Bimatoprost caused individual isolated scalp hair follicles from 10 different people to stay in anagen longer in organ culture, and about one-third more new hair was synthesized over 9 d with 100 and 1000 nM (Fig. 3). The effect was dose responsive, although raising the concentration to 1000 nM caused no further increases; this would concur with the saturation of a receptor-mediated effect, as reported in other tissues (19, 38, 39). Notably, these results demonstrate that bimatoprost can stimulate growth in human scalp hair follicles, as well as specialized eyelash follicles.

Bimatoprost eyedrops also stimulate mouse eyelash growth in vivo (40). Here, its promotion of early anagen in mouse dorsal skin follicles after topical application (Fig. 4) confirms that the bimatoprost response is also not restricted to the specialized eyelash follicles in vivo. This initiation of anagen is a significant aspect of the action from the clinical perspective because of the increased time androgenetic alopecia hair follicles spend in telogen (36) and the need to prompt early entry into anagen to reinitiate hair growth in patients after chemotherapy (41). Minoxidil is also reported to cause this effect (15). The ability to stimulate pelage hair growth by topical application in vivo is also an important asset. Although there are differences between human and mouse skin that prevent direct comparison, topical application is the most appropriate method for alopecia treatments, as the required areas can be targeted, reducing any potential side effects, such as increasing hair growth in inappropriate places, as occurred when minoxidil was initially given orally (15).

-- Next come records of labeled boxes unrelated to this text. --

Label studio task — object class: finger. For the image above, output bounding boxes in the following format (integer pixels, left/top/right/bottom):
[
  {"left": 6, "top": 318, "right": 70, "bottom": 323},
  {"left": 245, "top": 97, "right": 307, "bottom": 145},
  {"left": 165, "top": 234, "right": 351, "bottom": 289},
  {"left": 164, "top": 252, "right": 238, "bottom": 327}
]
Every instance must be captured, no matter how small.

Because bimatoprost stimulated isolated scalp follicle growth in organ culture, where there is no possibility of involving alterations in blood supply, interactions with other skin tissues, or circulating cells, direct effects on follicles via specific receptors in hair follicle cells are the most likely method of action. The saturation of the effect at receptor-relevant concentrations (Fig. 3) and the ability of the potent prostamide antagonist, AGN 211336, with a pA₂ of 7.6 against the prostamide receptor (20), to block the stimulatory effects of bimatoprost on both hair growth parameters in this dynamic bioassay (Fig. 3) also indicate a receptor-mediated response.

The presence of appropriate prostanoid receptors in human scalp hair follicles in vivo (Fig. 6 and Table 1), combined with the organ culture observations, strongly suggest that scalp follicles have the ability to respond with increased growth in vivo. The identification of genes for the known bimatoprost receptor, FP/altFP4 (30) in scalp hair follicles in vivo (Fig. 6 and Table 1), combined with the prostamide receptor antagonist's prevention of any effect (Fig. 3C), also indicate that bimatoprost acts directly on hair follicles via receptors within them. Studies in FP-deficient mice confirm FP gene expression is essential for bimatoprost effects on intraocular pressure in the eye (42). The location of FP protein (Fig. 5) and the gene expression of FP and splice variants altFP4 and altFP1 (Fig. 6 and Table 1) only in the mesenchyme-derived dermal papilla and CTS is particularly interesting. The dermal papilla determines the type of hair a follicle forms by producing paracrine signals to control other follicular functions (31, 32); the lower follicular CTS can replace this function (28). Reports of prostaglandin-metabolizing enzymes and FP in human scalp cultured dermal papilla cells (43, 44) support this localization in the dermal papilla. The absence of any relevant prostanoid receptors in the bulb keratinocytes, which form the hair or the melanocytes that produce the pigment and the bulge region, the site of epithelial (33) and melanocyte stem cells (34) strongly suggests that the dermal papilla is coordinating follicular responses of increased pigmentation and growth in anagen follicles. Both PGF_2α and prostamide F_2α bind to transmembrane G_αq protein-coupled receptors (Fig. 1), which trigger intracellular signaling, resulting in increased intracellular Ca²⁺ levels (30). Presumably, this will alter the gene expression of paracrine factors produced by the dermal papilla, which influence the activity of the bulb keratinocytes and melanocytes (see Fig. 7). This parallels the mechanism of androgen action in hair follicles (7, 25) and could include increasing production of stem cell factor (SCF), a pigment-stimulating factor reduced in androgenetic alopecia (45) and/or reducing that of TGF-β, an inhibitory factor associated with balding (46).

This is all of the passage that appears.